2

I have a document that contains formatting macros. That document includes a document that contains the content.

I'd like to be able to create a second document that redefines the formatting macros so that the resulting PDF can be converted to plain text very successfully. I'm using PDFMiner's pdf2text.py (python), but the document itself needs to be properly suited for conversion (no columns, drawing marks, typeface changes, etc.).

The only problem I'm having is with line wrapping. Is there a way to turn off wrapping for (every) paragraph? I think this would solve my problem.

If there's another way to convert a LaTeX document to text (without me having to code the tool to do it), I'm willing to consider alternatives to my current plan.

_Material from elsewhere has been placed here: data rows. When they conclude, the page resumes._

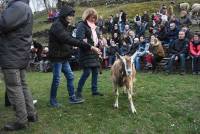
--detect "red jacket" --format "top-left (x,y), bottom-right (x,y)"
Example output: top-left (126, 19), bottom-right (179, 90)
top-left (189, 39), bottom-right (200, 56)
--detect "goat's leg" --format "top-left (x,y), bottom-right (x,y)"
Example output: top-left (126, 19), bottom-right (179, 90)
top-left (128, 89), bottom-right (136, 113)
top-left (114, 86), bottom-right (119, 108)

  • Try pandoc. If your document is not overly complicated, it is perhaps better to write in markdown and use pandoc to convert to LaTeX rather than the other way around (though pandoc does work in the direction you're talking about, too). Also line wrapping sounds like an editor 'problem', not a *TeX problem..? – jon Jul 25 '13 at 05:05
  • What do you mean exactly by "line wrapping"? Hyphenation? – Werner Jul 25 '13 at 05:40
  • do you actually want to stop line breaking and just have one very long line? or do you just want to stop hyphenation breaking words and adding - in the latter case just add \raggedright – David Carlisle Jul 25 '13 at 07:06
  • @jon, I don't think the document would count as simple. It's full of custom macros to do formatting/layout. I wish to render it for visual beauty/usefulness and for "export to text" without duplicating the text content. I just want to redefine the formatting macros for the export-to-text version. – Jubjub Bandersnatch Jul 25 '13 at 12:44
  • @Werner, LaTeX's default mode is to wrap lines, which is very sensible. The pdf-to-text conversion tool I'm using preserves those broken lines. For the sake of the exported text, I want all the words in one paragraph to be on a single line. – Jubjub Bandersnatch Jul 25 '13 at 12:45
  • PDFtoText is converting at the wrong time, obviously: you need to convert from the actual .tex file, which is what things like pandoc do (also see program detex). However, you could use tex4ht and neutralize your your custom macros with boolean switches: \newif\ifplaintext ... \ifplaintext <neutralize custom macros> \else <your current macros> \fi; then issue \plaintexttrue (and render with tex4ht) or \plaintextfalse as needed. If you want more advanced control, check out the package etoolbox. – jon Jul 25 '13 at 15:21

0 Answers0